J'en étais où? Je parlais de la contribution Urgence Sociale de la Nouvelle Gauche pour dire tout le bien que je pensais de leur approche de l'idéologie sarkozyënne. Maintenant je vais me permettre d'être légèrement plus critique, et ce essentiellement pour des raisons égoïstes : j'espère, à partir de quelques unes des propositions, arriver à élaborer une petite miette de pensée sur l'attitude d'une gauche devant la mondialisation, surtout une gauche se voulant nouvelle.
Voici les quatre premières propositions dans Urgence sociale (qui se formulent comme des questions qui sont en fait les réponses aux questions de Pierre Larrouturou. Voir par exemple les réponses de Maxime Pisano.)
1. Etes-vous d'accord pour que, à l'issue de son Congrès, le PS organise sans tarder avec l'ensemble des socialistes européens (ceux qui sont au pouvoir et ceux qui n'y sont pas) une grande Conférence internationale pour définir de nouvelles règles du jeu en matière monétaire et financière ?
2. Etes-vous favorable à la négociation d'un véritable Traité de l'Europe sociale comprenant des critères de convergence sociaux aussi précis et contraignants que l'étaient les critères financiers du Traité de Maastricht ? Etes-vous d'accord pour que [...] le PS propose à l'ensemble des socialistes européens [...] de se réunir pour réfléchir au meilleur moyen de négocier très vite un vrai Traité social ?
3. Etes-vous d'accord pour que [...] le PS propose à l'ensemble des socialistes européens [...] de se réunir très vite pour réfléchir au meilleur moyen de donner à l'Europe des ressources propres en créant un impôt européen sur les bénéfices, une éco-taxe et/ou une Taxe Tobin ?

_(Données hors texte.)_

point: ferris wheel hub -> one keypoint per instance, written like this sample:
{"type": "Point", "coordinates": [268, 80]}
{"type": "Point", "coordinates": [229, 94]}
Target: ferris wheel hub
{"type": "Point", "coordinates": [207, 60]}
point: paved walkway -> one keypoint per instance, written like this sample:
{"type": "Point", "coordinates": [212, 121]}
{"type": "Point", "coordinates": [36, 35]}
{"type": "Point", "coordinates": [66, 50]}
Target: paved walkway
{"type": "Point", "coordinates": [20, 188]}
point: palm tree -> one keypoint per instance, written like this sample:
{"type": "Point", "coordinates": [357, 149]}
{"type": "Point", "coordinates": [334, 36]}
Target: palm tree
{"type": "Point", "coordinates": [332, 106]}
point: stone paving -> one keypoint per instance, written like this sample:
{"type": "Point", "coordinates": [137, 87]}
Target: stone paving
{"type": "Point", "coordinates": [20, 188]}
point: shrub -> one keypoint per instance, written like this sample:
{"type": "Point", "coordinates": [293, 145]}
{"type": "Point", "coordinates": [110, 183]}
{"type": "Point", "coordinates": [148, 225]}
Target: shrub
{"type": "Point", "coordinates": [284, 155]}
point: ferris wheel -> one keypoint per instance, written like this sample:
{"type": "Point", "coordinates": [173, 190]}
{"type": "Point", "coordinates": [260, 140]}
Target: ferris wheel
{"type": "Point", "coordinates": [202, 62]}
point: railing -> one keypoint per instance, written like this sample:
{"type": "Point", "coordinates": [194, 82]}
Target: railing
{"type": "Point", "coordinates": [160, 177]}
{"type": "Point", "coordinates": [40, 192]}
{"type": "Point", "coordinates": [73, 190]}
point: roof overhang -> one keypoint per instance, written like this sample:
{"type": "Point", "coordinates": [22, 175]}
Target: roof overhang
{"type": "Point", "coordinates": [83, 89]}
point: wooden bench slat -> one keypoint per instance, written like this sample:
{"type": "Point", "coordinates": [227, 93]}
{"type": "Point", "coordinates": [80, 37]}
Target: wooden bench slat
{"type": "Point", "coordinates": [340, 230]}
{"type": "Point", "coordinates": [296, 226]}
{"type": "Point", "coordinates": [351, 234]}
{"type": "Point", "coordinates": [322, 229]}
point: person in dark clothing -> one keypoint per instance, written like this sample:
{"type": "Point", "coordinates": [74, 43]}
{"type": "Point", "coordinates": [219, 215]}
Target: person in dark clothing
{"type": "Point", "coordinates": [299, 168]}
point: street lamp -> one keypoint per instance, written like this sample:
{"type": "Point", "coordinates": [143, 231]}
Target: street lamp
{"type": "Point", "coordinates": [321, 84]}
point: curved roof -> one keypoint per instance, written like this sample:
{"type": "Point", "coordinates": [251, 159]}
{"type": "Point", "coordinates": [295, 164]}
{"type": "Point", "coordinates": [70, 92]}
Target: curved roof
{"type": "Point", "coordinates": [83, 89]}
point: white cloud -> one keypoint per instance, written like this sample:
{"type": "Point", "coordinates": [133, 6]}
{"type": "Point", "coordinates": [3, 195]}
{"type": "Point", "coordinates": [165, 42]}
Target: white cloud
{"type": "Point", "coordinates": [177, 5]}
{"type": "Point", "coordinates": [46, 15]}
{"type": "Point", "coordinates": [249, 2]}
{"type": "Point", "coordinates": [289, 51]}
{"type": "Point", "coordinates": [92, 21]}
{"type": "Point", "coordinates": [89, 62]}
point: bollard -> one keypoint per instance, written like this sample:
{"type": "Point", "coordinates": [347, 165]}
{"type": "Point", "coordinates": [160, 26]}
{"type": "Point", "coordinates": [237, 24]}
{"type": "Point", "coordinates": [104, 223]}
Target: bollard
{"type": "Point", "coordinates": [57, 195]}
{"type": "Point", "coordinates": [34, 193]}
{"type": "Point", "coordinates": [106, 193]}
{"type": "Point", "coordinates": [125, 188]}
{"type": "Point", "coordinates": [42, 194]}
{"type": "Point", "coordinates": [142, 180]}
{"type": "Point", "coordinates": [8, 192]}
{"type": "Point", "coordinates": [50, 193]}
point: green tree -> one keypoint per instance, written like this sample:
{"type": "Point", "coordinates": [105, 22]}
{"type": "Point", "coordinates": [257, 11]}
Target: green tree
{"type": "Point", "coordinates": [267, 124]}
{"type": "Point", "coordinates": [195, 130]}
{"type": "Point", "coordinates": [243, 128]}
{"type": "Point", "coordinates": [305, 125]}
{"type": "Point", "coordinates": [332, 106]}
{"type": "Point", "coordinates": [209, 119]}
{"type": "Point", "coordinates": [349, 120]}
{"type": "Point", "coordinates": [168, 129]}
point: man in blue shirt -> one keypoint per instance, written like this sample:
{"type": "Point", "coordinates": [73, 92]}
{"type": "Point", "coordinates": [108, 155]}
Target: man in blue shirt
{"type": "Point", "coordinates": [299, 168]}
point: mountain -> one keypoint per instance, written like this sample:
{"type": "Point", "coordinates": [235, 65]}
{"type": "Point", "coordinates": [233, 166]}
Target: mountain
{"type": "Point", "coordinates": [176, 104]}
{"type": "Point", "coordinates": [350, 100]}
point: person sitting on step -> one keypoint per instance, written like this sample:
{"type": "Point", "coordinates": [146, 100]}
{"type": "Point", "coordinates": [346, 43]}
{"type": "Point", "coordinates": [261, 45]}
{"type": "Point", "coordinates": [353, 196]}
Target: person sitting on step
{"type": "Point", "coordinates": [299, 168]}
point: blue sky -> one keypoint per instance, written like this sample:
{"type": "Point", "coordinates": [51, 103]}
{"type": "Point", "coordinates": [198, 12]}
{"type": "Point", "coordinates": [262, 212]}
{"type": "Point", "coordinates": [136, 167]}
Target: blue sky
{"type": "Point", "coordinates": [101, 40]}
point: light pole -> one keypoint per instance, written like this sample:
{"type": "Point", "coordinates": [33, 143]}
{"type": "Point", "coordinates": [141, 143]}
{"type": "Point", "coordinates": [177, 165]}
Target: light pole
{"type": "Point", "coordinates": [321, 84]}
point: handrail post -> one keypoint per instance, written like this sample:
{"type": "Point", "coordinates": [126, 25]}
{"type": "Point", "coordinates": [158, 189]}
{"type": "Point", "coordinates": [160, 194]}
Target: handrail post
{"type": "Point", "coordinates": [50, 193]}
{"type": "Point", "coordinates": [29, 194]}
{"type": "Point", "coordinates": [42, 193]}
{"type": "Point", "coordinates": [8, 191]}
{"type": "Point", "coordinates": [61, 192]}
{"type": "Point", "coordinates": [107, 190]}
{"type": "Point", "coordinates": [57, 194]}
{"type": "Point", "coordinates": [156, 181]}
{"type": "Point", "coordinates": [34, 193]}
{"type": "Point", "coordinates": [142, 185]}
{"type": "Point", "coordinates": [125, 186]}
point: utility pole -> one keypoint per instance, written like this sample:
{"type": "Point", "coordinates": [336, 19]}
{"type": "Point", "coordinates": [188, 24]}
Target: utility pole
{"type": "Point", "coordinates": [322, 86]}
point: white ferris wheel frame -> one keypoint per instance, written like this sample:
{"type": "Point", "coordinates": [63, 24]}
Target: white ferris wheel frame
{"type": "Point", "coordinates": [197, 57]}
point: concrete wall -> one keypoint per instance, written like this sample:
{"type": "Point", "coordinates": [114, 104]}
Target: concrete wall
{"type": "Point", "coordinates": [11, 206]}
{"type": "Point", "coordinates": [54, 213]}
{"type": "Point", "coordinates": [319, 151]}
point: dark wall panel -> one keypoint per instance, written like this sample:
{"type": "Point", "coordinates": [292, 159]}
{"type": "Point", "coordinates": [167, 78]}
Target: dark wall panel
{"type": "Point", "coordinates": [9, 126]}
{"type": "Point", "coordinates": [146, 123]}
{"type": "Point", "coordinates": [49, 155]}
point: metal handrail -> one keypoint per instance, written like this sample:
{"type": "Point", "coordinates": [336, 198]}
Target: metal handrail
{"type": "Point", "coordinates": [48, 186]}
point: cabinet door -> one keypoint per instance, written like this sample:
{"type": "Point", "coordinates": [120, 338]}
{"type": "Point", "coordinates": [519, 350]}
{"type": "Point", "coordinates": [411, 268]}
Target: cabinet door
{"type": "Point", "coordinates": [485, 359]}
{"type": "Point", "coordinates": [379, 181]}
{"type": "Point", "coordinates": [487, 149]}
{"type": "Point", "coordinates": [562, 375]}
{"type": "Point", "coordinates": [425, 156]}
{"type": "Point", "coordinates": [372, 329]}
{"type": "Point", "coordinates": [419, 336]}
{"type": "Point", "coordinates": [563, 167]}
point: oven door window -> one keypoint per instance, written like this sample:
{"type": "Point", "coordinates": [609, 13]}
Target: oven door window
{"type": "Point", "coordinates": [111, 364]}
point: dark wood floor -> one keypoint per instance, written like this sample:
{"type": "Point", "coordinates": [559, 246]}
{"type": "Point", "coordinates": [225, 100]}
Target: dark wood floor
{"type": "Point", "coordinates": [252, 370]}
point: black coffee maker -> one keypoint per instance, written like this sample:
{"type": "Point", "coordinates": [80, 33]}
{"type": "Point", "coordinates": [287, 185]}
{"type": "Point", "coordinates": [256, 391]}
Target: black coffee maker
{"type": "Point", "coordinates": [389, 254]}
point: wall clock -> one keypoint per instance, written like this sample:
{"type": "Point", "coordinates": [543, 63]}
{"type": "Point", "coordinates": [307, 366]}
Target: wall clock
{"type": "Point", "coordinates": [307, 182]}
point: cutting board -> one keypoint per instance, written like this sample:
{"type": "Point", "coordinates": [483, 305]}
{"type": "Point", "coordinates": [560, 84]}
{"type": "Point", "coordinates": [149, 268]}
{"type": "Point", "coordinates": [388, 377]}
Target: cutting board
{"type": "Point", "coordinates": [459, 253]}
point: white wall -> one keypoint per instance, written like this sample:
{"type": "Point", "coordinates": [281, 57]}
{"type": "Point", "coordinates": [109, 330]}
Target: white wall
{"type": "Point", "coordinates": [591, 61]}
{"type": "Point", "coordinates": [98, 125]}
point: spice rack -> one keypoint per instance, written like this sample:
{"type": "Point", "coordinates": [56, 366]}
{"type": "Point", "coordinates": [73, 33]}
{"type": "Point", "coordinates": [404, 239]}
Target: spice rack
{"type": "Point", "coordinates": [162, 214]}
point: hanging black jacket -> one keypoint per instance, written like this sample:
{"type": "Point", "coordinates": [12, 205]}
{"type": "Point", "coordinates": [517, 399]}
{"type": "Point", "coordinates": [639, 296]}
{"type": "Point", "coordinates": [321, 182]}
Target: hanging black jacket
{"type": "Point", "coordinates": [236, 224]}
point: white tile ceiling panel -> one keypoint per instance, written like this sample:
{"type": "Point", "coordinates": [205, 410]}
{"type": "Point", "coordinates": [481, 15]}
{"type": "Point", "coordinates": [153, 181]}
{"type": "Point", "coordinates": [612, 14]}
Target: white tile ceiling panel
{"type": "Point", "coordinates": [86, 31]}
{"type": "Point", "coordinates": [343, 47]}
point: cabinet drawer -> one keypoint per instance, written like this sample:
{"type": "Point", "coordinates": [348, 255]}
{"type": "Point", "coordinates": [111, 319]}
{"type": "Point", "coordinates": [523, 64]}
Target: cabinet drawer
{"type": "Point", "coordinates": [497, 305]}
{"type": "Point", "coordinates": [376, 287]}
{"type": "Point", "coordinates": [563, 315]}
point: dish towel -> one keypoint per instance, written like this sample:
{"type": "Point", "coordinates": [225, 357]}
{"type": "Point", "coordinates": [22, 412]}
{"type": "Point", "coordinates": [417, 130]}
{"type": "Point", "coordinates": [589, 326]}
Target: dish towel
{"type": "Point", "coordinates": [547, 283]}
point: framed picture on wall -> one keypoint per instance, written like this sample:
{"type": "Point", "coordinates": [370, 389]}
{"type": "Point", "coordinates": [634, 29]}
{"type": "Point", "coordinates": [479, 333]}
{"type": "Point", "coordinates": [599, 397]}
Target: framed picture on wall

4. Etes-vous d'accord pour que [...] le PS propose à l'ensemble des socialistes européens [...] de se réunir pour réfléchir au meilleur moyen de rééquilibrer les relations entre la Chine et l'Europe ? Etes-vous d'accord pour que soit mis en débat un système de Montants compensatoires qui incite très fortement la Chine à respecter d'ici 5 ans un certain nombre de règles écologiques et l'ensemble des règles sociales du BIT qu'elle a signées avant d'adhérer à l'OMC ?
Il faudra les prendre une par une, mais déjà on voit l'enjeu fondamental : comment le politique peut-il reprendre le dessus sur les intérêts du commerce et de la finance internationaux ? Comment un état comme la France peut-il peser dans cette cour des très grands ?
Ce que je salue dans ses questions-qui-sont-des-réponses-à-des-questions, c'est leur dimension internationale, ce qui peut paraître normal pour une question qui est effectivement d'ordre international, sauf que, un peu trop souvent, on ne traite la question qu'en termes de politique intérieure : "fermons les frontières", "achetez français", "plombier polonais", "TVA anti-délocalisation" ou même encore : " devenons la Chine". Toutes ces réponses, et les crispations qui les accompagnent, ont tendance à ne servir qu'à des besoins de communication politique intérieure et sont finalement autant des manières de nier le fond du problème qui est que les Etats, dans ce monde mondialisé, n'ont plus les mêmes moyens d'agir qu'il y a vingt ou trente ans.
Traiter la question sur le plan qui lui est propre, c'est une excellente idée. Nous nous approchons peu à peu d'une politique qui s'occupe du fond de la question.
La réserve que j'ai à formuler devant de telles propositions (surtout le "nouveau Bretton-Woods", le Traité de l'Europe sociale et le durcissement de la négociation avec la Chine), c'est que le modèle de l'action gouvernmentale change de sphère (supra-nationale plutôt que nationale) mais ne change pas fondamentalement de nature. On cherche à créer une force démocratique et politique qui sera en mesure de donner des ordres au marché, pour reproduire ce qu'un État pouvait faire pour sa propre économie naguère.
Plus j'y pense, plus j'ai l'impression qu'il faudra inventer un nouveau modèle (de gauche) d'action gouvernmentale qui prendra mieux en compte les rapports de force réels. La Chine par exemple ne se laissera pas marcher sur les pieds par l'Europe ; je ne suis pas contre l'idée de durcir le dialogue, mais il est naïf de penser qu'il aboutira à des changements importants, puisque la Chine sait bien que sans elle nos économies s'éffondrent.
Mais bon, il est tard et je n'a même pas commencé de parler de Bretton-Woods. Ce sera donc pour l'épisode suivant de mon feuilleton de l'été.